Kehidupan Harmoni dan Sosial

Peristiwa tersebut setidaknya memuat hikmah yang harus menjadi perenungan kita bersama, yang pertama adalah bahwa Islam mengemas kehidupan secara harmoni seperti halnya kehidupan dunia-akhirat. Bahwa meraih kehidupan baik (hasanah) di akhirat kelak perlu melalui kehidupan di dunia yang merupakan ladang untuk memperbanyak kebajikan dan memohon ridhoNya agar tercapai kehidupan dunia dan akhirat yang hasanah. Sehingga kehidupan di dunia tidak terpisah dari upaya meraih kehidupan hasanah di akhirat nanti. Tingkat ketakwaan seseorang dengan demikian dapat diukur dari kepeduliannya terhadap sesamanya. Kesiapsediaan Ibrahim untuk menyembelih anak kesayangannya atas perintah Allah menandakan tingginya tingkat ketakwaan Nabi Ibrahim, sehingga tidak terjerumus dalam kehidupan hedonis sesaat yang sesat. Lalu dengan kuasa Allah ternyata yang disembelih bukan Ismail melainkan domba.

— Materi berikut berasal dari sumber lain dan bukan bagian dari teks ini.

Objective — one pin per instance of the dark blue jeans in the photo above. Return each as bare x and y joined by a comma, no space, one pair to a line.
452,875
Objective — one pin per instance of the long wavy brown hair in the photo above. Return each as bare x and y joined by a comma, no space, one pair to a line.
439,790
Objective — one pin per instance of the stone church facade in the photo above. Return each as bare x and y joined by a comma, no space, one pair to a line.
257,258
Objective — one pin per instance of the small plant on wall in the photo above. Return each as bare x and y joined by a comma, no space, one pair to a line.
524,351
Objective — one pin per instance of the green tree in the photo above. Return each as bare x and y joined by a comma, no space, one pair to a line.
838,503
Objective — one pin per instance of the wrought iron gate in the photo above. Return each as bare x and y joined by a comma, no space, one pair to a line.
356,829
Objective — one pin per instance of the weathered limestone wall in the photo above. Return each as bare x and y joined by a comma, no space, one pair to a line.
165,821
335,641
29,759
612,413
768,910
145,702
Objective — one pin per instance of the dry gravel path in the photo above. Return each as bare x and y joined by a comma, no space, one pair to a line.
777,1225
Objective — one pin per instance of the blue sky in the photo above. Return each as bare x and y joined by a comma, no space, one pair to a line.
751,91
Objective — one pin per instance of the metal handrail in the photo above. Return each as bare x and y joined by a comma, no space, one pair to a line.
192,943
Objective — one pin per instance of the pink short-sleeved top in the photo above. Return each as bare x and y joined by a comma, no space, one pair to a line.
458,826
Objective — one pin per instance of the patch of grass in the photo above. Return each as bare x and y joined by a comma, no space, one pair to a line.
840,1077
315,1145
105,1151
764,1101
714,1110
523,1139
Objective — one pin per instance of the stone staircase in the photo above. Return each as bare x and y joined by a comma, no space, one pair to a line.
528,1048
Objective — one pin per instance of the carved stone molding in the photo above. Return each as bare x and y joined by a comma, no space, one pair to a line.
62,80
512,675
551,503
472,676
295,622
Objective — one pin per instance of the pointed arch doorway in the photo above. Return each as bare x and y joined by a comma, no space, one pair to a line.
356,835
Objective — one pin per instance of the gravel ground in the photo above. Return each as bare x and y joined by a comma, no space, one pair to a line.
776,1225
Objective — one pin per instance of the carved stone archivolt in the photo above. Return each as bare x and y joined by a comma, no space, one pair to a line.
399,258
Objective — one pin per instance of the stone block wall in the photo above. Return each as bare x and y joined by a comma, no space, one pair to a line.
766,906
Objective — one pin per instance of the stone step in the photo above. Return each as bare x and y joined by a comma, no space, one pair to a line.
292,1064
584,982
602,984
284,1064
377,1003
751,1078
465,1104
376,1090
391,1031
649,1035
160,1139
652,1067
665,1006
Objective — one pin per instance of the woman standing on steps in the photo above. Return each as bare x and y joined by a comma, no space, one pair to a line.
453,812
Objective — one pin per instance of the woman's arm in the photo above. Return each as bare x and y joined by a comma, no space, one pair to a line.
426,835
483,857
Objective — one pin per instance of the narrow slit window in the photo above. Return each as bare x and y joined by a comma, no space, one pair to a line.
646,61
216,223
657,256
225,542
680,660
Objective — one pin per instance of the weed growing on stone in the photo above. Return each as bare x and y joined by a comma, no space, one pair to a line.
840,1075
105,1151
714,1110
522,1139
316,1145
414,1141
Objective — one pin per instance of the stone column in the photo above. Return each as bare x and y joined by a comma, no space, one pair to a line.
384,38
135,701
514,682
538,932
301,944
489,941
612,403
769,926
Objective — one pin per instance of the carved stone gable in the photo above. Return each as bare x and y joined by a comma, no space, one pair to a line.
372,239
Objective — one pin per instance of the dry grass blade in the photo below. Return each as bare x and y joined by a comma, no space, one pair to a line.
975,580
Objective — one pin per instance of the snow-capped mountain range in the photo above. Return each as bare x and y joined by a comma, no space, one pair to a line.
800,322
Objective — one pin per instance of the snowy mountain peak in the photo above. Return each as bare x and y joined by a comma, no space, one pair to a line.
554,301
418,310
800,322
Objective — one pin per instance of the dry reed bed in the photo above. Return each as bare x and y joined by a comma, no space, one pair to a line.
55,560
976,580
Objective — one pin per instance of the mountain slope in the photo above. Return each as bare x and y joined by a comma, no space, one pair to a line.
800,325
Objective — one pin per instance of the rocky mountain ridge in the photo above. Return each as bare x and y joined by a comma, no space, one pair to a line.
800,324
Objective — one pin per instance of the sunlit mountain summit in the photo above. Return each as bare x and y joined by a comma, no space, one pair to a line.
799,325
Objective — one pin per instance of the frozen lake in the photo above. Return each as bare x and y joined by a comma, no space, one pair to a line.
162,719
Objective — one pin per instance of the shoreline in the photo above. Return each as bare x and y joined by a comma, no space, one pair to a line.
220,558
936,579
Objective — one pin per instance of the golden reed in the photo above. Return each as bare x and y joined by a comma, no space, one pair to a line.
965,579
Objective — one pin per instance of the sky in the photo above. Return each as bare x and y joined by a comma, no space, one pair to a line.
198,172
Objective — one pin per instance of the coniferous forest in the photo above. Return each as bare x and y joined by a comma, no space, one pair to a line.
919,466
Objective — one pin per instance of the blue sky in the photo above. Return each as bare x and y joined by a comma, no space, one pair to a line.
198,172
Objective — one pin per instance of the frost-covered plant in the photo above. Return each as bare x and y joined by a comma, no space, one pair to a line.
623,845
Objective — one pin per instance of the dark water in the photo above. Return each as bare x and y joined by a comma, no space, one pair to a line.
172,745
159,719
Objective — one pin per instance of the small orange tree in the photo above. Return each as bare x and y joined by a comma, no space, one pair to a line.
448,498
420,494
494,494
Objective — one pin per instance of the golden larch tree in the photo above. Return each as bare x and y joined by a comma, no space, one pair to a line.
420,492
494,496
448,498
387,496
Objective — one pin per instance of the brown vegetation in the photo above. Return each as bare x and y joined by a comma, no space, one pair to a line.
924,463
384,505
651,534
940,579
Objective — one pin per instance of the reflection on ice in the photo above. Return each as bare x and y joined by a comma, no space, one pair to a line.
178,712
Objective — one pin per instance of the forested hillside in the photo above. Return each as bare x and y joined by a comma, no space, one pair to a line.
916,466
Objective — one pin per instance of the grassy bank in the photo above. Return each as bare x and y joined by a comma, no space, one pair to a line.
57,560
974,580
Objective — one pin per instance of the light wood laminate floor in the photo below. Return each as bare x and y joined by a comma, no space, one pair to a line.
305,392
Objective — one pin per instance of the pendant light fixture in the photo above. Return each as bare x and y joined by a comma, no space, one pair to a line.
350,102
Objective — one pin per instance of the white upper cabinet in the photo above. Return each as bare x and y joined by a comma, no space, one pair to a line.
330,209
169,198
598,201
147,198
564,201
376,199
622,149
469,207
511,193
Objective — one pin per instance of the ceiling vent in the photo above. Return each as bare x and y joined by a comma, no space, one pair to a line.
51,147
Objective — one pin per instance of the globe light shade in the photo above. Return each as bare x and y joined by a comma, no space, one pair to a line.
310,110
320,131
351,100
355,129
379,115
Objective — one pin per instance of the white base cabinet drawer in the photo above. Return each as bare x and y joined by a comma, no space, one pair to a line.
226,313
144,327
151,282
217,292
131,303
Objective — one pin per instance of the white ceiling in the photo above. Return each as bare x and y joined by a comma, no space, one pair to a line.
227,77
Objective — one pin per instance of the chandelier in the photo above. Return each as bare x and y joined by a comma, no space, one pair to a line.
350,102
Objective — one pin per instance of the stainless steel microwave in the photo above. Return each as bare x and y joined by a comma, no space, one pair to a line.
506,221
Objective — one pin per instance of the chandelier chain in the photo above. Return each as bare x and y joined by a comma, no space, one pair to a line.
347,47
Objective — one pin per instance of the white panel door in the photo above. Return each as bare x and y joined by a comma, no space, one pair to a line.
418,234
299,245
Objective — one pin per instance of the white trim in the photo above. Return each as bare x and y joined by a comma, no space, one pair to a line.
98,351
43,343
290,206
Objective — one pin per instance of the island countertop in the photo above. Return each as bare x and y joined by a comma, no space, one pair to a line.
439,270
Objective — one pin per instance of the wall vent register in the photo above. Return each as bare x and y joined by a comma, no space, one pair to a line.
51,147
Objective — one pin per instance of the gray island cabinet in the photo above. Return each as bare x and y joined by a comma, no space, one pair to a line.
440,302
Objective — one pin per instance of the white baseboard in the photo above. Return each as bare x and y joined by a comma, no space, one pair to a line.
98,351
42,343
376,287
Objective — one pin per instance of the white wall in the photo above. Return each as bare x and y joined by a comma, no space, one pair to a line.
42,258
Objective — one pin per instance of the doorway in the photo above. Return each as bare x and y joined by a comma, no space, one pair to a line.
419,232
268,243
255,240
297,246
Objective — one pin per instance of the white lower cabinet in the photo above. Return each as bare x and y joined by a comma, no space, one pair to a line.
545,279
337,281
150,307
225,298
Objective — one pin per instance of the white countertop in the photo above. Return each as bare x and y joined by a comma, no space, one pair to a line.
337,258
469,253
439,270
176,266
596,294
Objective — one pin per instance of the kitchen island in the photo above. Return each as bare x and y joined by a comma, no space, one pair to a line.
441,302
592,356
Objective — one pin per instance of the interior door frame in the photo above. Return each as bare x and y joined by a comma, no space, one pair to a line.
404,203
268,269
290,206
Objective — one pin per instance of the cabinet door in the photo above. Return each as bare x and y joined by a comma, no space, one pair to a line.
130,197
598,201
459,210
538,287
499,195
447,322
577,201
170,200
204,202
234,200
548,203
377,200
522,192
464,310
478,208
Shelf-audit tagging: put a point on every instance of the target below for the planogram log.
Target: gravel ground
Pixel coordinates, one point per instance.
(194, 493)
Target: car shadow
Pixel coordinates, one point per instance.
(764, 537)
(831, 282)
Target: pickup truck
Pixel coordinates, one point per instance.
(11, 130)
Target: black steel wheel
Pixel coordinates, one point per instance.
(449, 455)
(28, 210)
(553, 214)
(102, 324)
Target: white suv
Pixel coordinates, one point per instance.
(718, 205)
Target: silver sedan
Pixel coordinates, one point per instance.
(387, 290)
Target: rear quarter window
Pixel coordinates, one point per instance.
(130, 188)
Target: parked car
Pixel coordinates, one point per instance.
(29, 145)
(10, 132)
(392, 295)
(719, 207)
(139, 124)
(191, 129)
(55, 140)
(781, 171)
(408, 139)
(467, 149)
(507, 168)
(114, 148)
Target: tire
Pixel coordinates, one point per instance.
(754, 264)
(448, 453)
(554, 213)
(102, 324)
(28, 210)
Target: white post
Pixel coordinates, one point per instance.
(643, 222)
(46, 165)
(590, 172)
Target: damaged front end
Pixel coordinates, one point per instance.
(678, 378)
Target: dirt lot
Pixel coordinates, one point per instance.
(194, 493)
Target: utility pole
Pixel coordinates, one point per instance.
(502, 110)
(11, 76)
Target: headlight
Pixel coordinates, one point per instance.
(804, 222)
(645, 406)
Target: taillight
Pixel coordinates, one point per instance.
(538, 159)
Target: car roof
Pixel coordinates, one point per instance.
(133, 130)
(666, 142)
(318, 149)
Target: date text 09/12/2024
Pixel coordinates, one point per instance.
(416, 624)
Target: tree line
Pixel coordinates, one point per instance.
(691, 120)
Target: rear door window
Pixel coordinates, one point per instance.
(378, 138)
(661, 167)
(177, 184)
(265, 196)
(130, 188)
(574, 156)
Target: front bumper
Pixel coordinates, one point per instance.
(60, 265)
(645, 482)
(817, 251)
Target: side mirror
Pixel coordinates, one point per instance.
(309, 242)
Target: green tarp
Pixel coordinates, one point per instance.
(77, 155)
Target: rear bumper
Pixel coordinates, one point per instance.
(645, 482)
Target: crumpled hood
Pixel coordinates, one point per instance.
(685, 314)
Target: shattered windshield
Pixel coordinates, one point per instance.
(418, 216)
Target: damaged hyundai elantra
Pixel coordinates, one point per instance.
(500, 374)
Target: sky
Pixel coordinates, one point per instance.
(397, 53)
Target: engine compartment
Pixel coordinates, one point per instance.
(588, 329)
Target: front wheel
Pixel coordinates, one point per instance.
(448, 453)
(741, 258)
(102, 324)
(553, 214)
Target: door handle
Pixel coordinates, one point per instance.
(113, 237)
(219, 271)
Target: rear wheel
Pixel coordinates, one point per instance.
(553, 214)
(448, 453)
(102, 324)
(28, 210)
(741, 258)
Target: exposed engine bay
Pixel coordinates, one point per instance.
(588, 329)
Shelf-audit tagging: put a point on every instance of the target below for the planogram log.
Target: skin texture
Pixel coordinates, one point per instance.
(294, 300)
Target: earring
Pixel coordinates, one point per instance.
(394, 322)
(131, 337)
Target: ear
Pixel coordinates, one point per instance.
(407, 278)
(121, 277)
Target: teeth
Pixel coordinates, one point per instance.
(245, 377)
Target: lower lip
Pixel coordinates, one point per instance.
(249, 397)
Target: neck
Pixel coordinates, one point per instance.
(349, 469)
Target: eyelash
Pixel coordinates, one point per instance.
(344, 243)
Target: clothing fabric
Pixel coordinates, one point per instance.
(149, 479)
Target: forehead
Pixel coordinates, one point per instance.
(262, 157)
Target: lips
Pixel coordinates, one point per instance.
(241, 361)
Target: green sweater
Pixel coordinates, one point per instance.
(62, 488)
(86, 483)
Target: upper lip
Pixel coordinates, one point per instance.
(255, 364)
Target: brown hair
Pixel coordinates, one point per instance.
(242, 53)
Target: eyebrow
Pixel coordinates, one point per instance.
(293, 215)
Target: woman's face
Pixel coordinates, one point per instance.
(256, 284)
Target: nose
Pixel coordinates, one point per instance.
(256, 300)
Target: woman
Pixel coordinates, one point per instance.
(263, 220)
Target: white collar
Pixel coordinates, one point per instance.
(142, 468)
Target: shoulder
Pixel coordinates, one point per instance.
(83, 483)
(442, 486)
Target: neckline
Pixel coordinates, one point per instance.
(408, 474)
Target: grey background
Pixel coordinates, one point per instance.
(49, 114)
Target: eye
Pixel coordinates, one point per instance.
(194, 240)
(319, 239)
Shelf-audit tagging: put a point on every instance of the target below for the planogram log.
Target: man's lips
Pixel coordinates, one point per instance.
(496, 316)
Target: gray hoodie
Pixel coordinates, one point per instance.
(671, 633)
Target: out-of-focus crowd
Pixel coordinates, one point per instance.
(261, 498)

Kedua bahwa setiap ibadah yang diperintahkan Allah senantiasa mengandung dua aspek yang tak terpisahkan, yakni kaitannya dengan hubungan kepada Allah (hablumminnalah) dan hubungan dengan sesama manusia atau hablumminannas. Dengan menyembelih hewan kurban dan membagikannya kepada kaum yang membutuhkan merupakan salah satu bentuk kepedualian sosial seorang muslim kepada sesamanya yang tidak mampu. Kehidupan saling tolong menolong dan gotong royong dalam kebaikan merupakan ciri khas ajaran Islam.

Ketiga adalah memperkokoh empati, kesadaran diri, pengendalian dan pengelolaan diri yang merupakan cikal bakal akhlak terpuji seorang muslim. Akhlak terpuji dicontohkan Nabi seperti membantu sesama manusia dalam kebaikan, kebajikan, memuliakan tamu, mementingkani orang lain (altruism) sebuah prinsip dan praktik moral kepedulian terhadap kebahagiaan orang lain sehingga menghasilkan kualitas hidup baik material maupun spiritual.

Dari sejarahnya itu, maka lahirlah kota Makkah dan Ka’bah sebagai kiblat umat Islam seluruh dunia, dengan air zam-zam yang tidak pernah kering, sejak ribuan tahun yang silam, sekalipun tiap harinya dikuras berjuta liter, sebagai tonggak jasa seorang wanita yang paling sabar dan tabah yaitu Siti Hajar dan putranya Nabi Ismail.

Selamat Hari Raya Idul Adha 1443 H. Taqabbalallahu minna waminkum shiyamanaa washiyamakum, kullu‘aamin waantum bikhair.

Wallahua’lamu matasna’uun.

*)Penulis: Dr. H. Heri Solehudin Atmawidjaja (Pengamat Sosial Politik Pascasarjana Uhamka Jakarta, Anggota Forum Doktor Sospol UI, Wakil Ketua PDM Kota Depok).